第7話 涙


 職場近くの、大衆居酒屋のカウンター。隣の席に座った自称“高年収ハイスぺ弁護士”・佐々木雄吾は、日本酒のグラスをあおると、ふと声のトーンを落とした。


「俺も俺で、悩んでるんだよ」


 ポツリとつぶやいた佐々木の言葉には、思いがけず切実な響きが感じられた。


「悩みって……あ、実は弁護士のフリしてるだけで資格持ってないとか?」


「アホか、どんな海外ドラマだよ。

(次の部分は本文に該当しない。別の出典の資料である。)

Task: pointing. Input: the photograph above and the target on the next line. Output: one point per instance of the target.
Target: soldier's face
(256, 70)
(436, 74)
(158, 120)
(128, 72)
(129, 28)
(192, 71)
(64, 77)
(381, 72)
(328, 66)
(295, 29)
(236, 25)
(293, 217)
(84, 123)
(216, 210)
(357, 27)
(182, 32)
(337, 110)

お望みなら日弁連の身分証からロースクールの卒業証書までそろえてお見せするよ。あ、ちなみに日本の最高学府・T大のやつな」


 聞いていないことまでペラペラ自慢してくるあたり、まったく悩みがあるようには見えない。私はしらけた気分でグラスに残った日本酒を飲み干した。


「ハイハイ、わかりましたよ。自虐風自慢ってやつですか。聞いて損した――あ、お会計お願いします」


「おいコラ、勝手に話を終わらせんな!――すみません、お会計はまだで、おかわり二つお願いします」


 話を切り上げて店員さんを呼び止めると、佐々木があわてて会計を取り消して、二人分の日本酒のおかわりを注文する。

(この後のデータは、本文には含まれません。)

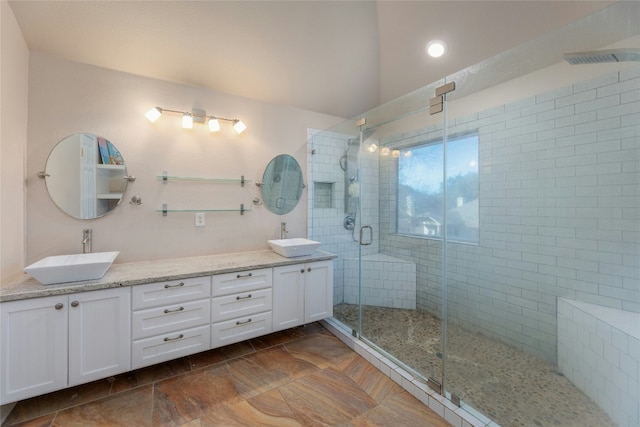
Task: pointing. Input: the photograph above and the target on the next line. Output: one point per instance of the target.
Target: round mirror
(282, 184)
(85, 176)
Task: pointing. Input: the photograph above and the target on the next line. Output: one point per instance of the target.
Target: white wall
(14, 69)
(67, 97)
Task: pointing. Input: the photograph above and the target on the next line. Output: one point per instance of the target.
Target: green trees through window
(420, 190)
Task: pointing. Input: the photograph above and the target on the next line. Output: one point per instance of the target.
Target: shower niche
(323, 195)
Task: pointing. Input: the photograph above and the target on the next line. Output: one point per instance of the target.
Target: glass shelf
(165, 177)
(165, 210)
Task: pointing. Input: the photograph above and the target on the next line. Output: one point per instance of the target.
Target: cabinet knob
(177, 285)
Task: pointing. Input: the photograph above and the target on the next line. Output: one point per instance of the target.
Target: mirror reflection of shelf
(165, 210)
(109, 196)
(166, 177)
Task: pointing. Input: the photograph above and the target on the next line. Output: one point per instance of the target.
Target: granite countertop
(138, 273)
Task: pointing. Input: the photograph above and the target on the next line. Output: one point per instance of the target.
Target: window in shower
(420, 189)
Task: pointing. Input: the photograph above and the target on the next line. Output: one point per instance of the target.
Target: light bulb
(187, 121)
(153, 114)
(239, 126)
(436, 48)
(214, 125)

「私から見ると、とても深刻な悩みがありそうには見えませんけど」


 じろりと横目でにらむと、佐々木はちょっと気まずそうに口をつぐんだ。そして、小さく息を吐いて話し出す。


「――最近、行き詰まってんだよな」

「何にです?」


 反射的に聞き返すと、佐々木は自嘲気味に笑ってみせてから、グラスを持った自分の手元へと視線を落とした。


「俺は正直紳士的な性格じゃないし、理屈っぽくてイヤな奴だと自分でも思うことあるし、本当は洋服とか外食の店とかもまったく興味ない。服はユニクロが至高だし、メシは牛丼で十分。――ずっと男子校だったし、勉強ばっかしてたし、学生時代はほとんどモテなかったよ」


 意外な告白だった。

 どーせこいつは、ずっと勝ち組の人生を送ってきたのだろう、だから自分とはまったく相いれない人間なのだと思っていた。勉強ができてイケメンで、背も高くて、弁護士で――誰かからバカにされたり、悔しさや挫折を味わったことなんてないだろうと決めつけていたけど……。

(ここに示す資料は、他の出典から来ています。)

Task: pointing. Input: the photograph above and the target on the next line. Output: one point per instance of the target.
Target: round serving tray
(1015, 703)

 思わず、彼の整った横顔を凝視してしまう。佐々木は私の視線に気づいて、ちょっと照れ臭そうに肩をすくめた。


「でも、“これが俺だ”って開き直ってたら、仕事も忙しいし恋愛下手だしで、35歳過ぎても独身。慌ててブランドものの服買って、ミシュランガイドで店調べて、女子にウケるトーク練習して――それなりに彼女はできるようになったけど、いつもすぐ破局しちゃって。かえって結婚が遠のいたような気がしてたんだよな」


「……そこでいきなりミシュランガイドってところが極端なんですよ」


「うるせぇな、世界一信頼できる情報源だろうが」


 「俺は口コミサイトとかの“権威のない人気”は信じない」と言い切った彼の言葉は、いかにも佐々木って感じでこらえきれずに笑ってしまった。


「私もね、自覚してますよ。自分がイヤな人間だって」


 本音を話してくれた佐々木に、私は初めて正面から向き合った。佐々木の長いまつげに縁どられた黒い瞳が、まっすぐ私を見つめている。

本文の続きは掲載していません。